The last week has been a blur of closures across the state, seeking to stem the spread of the virus by pulling the plug on places where people gather and where the contagion could easily spread.

By various edicts from state agencies and the governor, schools have closed. So too have movie theaters, malls, bowling alleys and some beaches. Sit-down restaurants have shuttered dining rooms, but take-out or delivery still is an option at some establishments.

Drive-in church service has become a thing. United Methodist churches in Jupiter and West Palm Beach conducted such services Sunday morning.

On Sunday, the county closed another congregating loophole: recreational boating. After it became clear that people were snubbing the constricts of social-distancing by gathering on boats and in the shallows of the Intracoastal Waterway, county authorities issued an order closing all boat ramps and marinas.

St. Mary’s Medical Center in West Palm Beach also elevated restrictions, announcing that starting Monday, it would no longer allow visitors in its facilities. Instead it advised families to connect with those in the hospital’s care via their phones and electronic tablets.

“We take these proactive precautions to protect our patients, team members, and the communities we serve,” St. Mary’s Chief Administrative Officer Cynthia McCauley said in a statement issued Sunday.

“We are sensitive to the separation this restriction causes our patients and their loved ones, but we believe this measure of protection is essential at this time to keep people safe,” McCauley wrote.

The move is similar to restrictions the state put into place for places that house the elderly. The department of health notes 25 cases of the disease in long-term care facilities as of Saturday morning, but none of those 25 are in Palm Beach County.

The state reports 402 tests in Palm Beach County came back negative and 15 are pending. It continues to investigate 489 patients, ages 1 to 104.

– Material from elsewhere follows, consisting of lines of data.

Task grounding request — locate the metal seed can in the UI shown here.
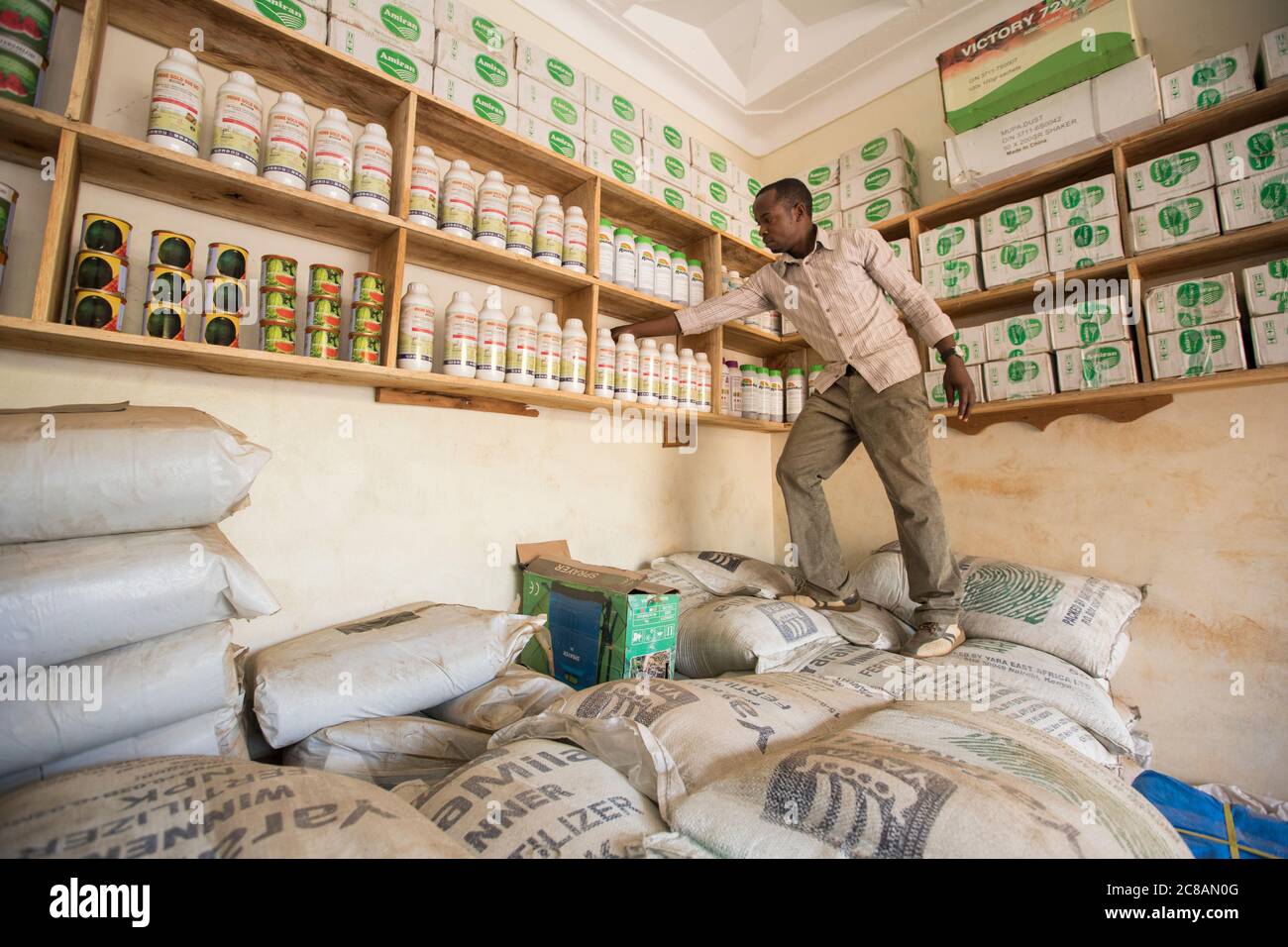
[259,254,300,294]
[67,290,125,333]
[72,250,130,296]
[143,303,188,342]
[305,294,342,333]
[259,288,295,326]
[201,312,241,349]
[149,231,197,273]
[259,320,295,356]
[306,326,340,362]
[353,273,385,307]
[81,214,134,261]
[349,333,380,365]
[309,263,344,299]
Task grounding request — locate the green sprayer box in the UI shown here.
[518,540,680,690]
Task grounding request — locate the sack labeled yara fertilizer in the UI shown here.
[0,402,271,543]
[248,601,544,747]
[492,673,890,818]
[0,526,278,666]
[425,665,572,733]
[669,701,1189,858]
[282,716,488,789]
[854,543,1143,679]
[675,595,840,678]
[394,740,666,858]
[0,756,469,858]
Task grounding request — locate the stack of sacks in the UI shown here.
[0,404,278,788]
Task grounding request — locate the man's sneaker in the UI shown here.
[903,621,966,657]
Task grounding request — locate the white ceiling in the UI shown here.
[516,0,1026,158]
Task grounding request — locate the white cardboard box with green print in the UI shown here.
[516,540,680,690]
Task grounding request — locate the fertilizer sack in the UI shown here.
[0,756,469,858]
[0,526,278,666]
[855,543,1143,679]
[249,601,544,747]
[0,403,271,543]
[395,740,666,858]
[282,716,488,789]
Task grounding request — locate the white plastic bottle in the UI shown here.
[505,305,537,386]
[563,206,590,273]
[353,123,394,214]
[474,286,510,381]
[407,145,438,231]
[505,184,537,257]
[309,108,353,204]
[438,159,477,240]
[149,49,206,158]
[559,318,587,394]
[265,91,313,191]
[639,338,662,404]
[657,342,680,407]
[613,227,635,290]
[596,217,613,282]
[443,290,480,377]
[613,333,640,401]
[532,194,563,266]
[210,72,265,174]
[398,282,434,371]
[593,329,617,398]
[474,171,510,250]
[533,312,563,390]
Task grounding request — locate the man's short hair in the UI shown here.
[757,177,814,217]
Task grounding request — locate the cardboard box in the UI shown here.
[434,69,519,132]
[327,20,437,94]
[921,257,982,299]
[518,540,680,690]
[1047,217,1124,273]
[942,55,1163,194]
[1159,47,1257,119]
[434,0,514,65]
[836,129,917,181]
[1042,174,1118,233]
[917,218,979,266]
[434,33,519,106]
[515,111,587,163]
[1149,321,1248,378]
[514,36,587,106]
[982,237,1051,288]
[1243,257,1288,316]
[922,365,984,407]
[1047,294,1132,352]
[984,352,1055,401]
[984,312,1053,362]
[1127,188,1216,254]
[1145,270,1236,333]
[926,326,988,368]
[840,158,917,210]
[331,0,434,61]
[937,0,1138,132]
[841,191,917,231]
[587,76,644,138]
[1125,142,1216,209]
[979,197,1046,250]
[1212,116,1288,184]
[1252,312,1288,366]
[1216,170,1288,231]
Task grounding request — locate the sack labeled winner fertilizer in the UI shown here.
[855,543,1143,679]
[0,403,271,543]
[0,756,469,858]
[394,740,666,858]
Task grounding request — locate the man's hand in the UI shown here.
[944,353,976,421]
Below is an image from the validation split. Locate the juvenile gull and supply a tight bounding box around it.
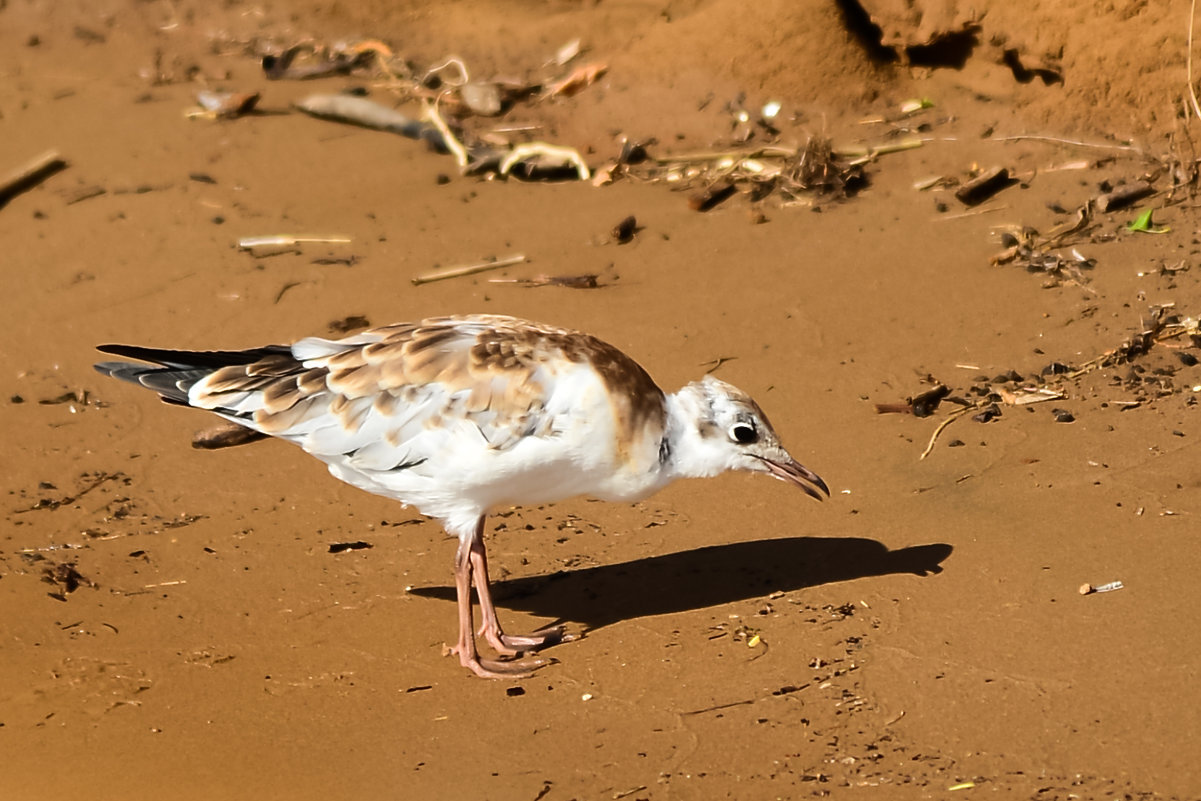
[96,315,830,677]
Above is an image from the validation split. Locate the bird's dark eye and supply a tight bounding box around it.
[730,423,759,446]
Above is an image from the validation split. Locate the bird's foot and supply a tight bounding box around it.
[479,626,578,657]
[449,646,554,679]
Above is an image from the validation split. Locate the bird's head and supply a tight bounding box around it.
[670,376,830,501]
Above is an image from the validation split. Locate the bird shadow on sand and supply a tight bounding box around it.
[411,537,952,630]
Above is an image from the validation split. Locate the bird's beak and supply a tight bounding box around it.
[755,454,830,501]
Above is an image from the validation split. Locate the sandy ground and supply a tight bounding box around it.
[0,0,1201,801]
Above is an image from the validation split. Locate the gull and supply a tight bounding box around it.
[96,315,830,679]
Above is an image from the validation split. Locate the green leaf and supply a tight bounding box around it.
[1127,209,1172,234]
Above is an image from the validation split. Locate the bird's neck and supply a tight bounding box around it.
[658,384,725,484]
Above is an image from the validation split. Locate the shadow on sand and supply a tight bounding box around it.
[411,537,951,629]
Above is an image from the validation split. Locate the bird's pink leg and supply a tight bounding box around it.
[450,518,545,679]
[468,528,570,657]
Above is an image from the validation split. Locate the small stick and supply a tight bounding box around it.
[1093,181,1155,213]
[422,100,467,169]
[918,404,980,461]
[1185,0,1201,120]
[955,167,1016,205]
[933,205,1009,222]
[238,234,351,250]
[413,253,526,286]
[992,133,1147,156]
[0,150,67,204]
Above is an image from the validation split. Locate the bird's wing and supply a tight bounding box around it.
[177,317,595,470]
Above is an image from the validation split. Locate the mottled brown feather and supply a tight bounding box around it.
[196,316,665,455]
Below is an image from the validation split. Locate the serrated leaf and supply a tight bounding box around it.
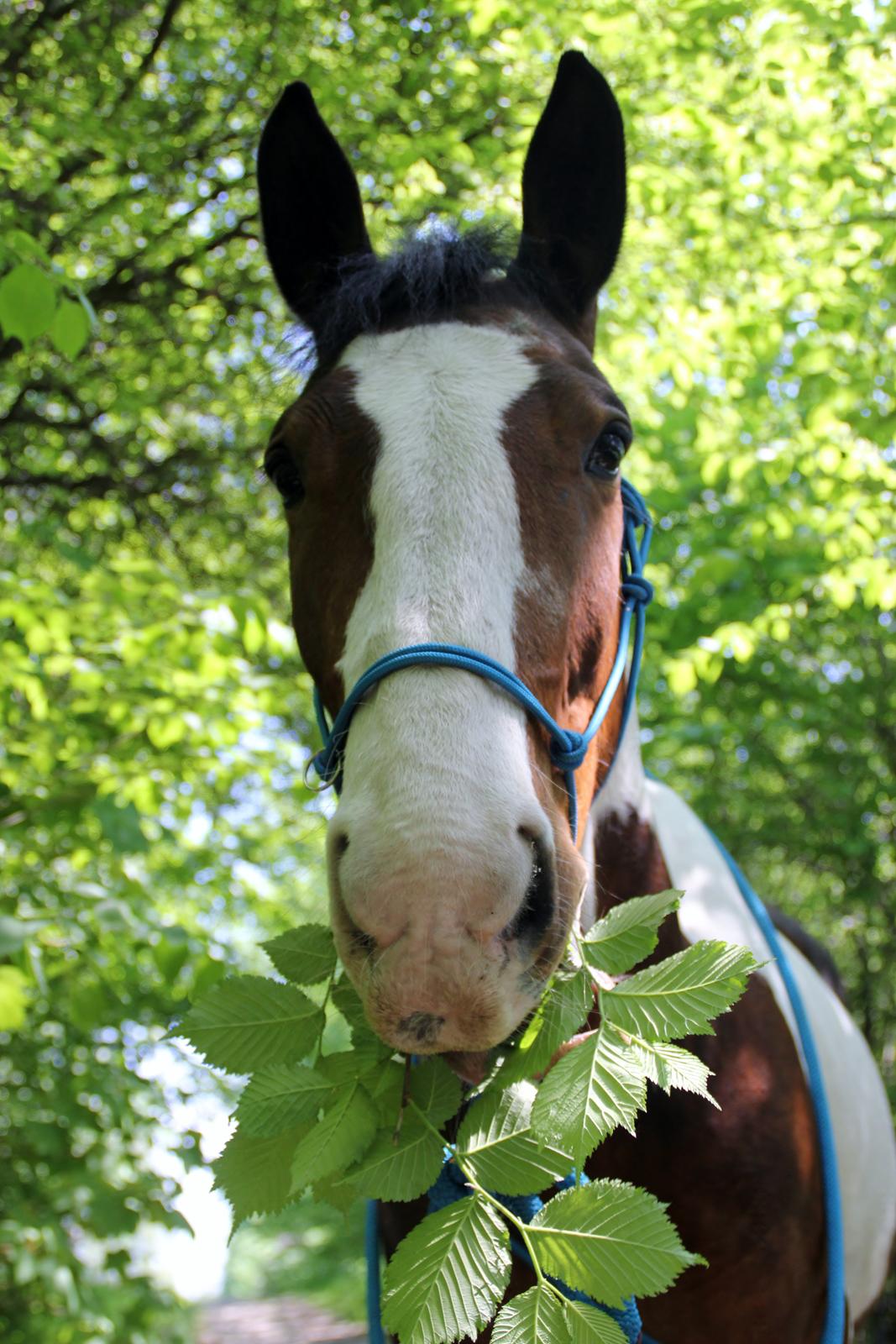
[491,1285,572,1344]
[582,891,681,976]
[532,1028,647,1169]
[331,974,371,1031]
[291,1084,376,1194]
[627,1037,720,1110]
[600,942,757,1040]
[237,1064,333,1137]
[352,1026,395,1068]
[495,970,594,1087]
[262,925,336,985]
[529,1180,704,1306]
[314,1050,361,1087]
[50,298,90,359]
[457,1074,572,1194]
[0,260,56,345]
[176,976,324,1074]
[349,1113,445,1200]
[563,1299,627,1344]
[364,1059,405,1129]
[383,1194,511,1344]
[211,1125,311,1235]
[312,1172,360,1214]
[410,1059,461,1126]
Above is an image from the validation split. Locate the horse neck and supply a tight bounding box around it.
[579,708,686,957]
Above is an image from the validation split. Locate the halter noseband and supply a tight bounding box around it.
[309,481,652,840]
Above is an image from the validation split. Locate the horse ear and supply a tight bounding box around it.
[258,83,372,331]
[515,51,626,347]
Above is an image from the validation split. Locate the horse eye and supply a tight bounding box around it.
[584,421,631,481]
[265,452,305,508]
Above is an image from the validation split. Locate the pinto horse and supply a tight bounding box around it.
[258,52,896,1344]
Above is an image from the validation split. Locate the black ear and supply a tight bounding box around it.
[258,83,371,331]
[515,51,626,347]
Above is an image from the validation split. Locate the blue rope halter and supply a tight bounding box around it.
[311,481,652,840]
[309,481,845,1344]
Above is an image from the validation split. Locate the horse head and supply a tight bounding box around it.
[258,52,631,1053]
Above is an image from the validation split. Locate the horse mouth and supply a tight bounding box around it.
[501,835,556,945]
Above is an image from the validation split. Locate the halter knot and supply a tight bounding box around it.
[551,728,591,770]
[622,574,652,606]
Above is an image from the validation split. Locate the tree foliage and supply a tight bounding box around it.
[0,0,896,1344]
[179,891,757,1344]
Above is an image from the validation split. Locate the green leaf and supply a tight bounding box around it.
[582,891,681,976]
[532,1028,647,1169]
[627,1037,720,1110]
[563,1301,627,1344]
[237,1064,333,1136]
[0,260,56,345]
[351,1111,445,1200]
[529,1180,704,1306]
[291,1084,376,1194]
[331,972,371,1031]
[0,916,47,957]
[92,797,149,853]
[262,925,336,985]
[600,942,757,1040]
[410,1059,461,1126]
[457,1074,572,1194]
[495,969,594,1087]
[0,966,29,1031]
[383,1194,511,1344]
[491,1284,572,1344]
[211,1125,309,1235]
[176,976,324,1074]
[50,298,90,359]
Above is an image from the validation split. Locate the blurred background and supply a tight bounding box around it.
[0,0,896,1344]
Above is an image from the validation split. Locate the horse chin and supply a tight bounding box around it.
[442,1050,491,1087]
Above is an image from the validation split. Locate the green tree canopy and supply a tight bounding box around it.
[0,0,896,1344]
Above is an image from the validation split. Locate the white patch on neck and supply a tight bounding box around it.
[579,704,650,932]
[340,323,547,902]
[589,704,650,827]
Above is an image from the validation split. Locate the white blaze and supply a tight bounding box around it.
[338,323,547,935]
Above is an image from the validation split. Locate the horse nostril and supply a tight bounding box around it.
[501,827,553,942]
[398,1012,445,1046]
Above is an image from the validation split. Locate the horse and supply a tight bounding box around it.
[258,52,896,1344]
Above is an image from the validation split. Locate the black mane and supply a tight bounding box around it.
[300,226,518,368]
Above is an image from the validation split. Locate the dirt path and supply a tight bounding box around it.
[196,1297,367,1344]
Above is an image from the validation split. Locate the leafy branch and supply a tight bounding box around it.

Meanwhile, the airways filled with grim accounts of countries across the globe battling a scourge that has created more severely sick patients than there are hospital beds and ventilators to care for them.

Globally, the number of confirmed cases is 329,000, with more than 14,300 deaths

In the U.S., where the number of cases tops 32,600, with 402 deaths, health professionals give bleak accounts of their dwindling personal-protection supplies.

The virus already is among Palm Beach County residents.

The homeowners association at Valencia Falls, a 705-home retirement community west of Delray Beach, alerted residents last week that someone in the community has tested positive for the virus, three residents who had seen the email told The Palm Beach Post on Saturday.

In Palm Beach Gardens, three more firefighters were quarantined after moving an accident victim March 10 who later tested positive. The city previously quarantined six other firefighters. As of Friday, nearly a week after their potential exposure, the six still didn’t know whether they’d contracted it.

Three residents of the town of Palm Beach have been confirmed with the virus.

Others in Palm Beach County include the 6-year-old student, who attends Del Prado Elementary School west of Boca Raton; a member of the Hunters Run Country Club in suburban Boynton Beach; a resident of Majestic Isles west of Boynton Beach; and a patient of the VA Medical Center in Riviera Beach who is quarantined at home.

On the Treasure Coast, St. Lucie County reported its first case Saturday, becoming the 41st county in the state with an infection. It now has three. Martin County has two cases and Indian River County has eight.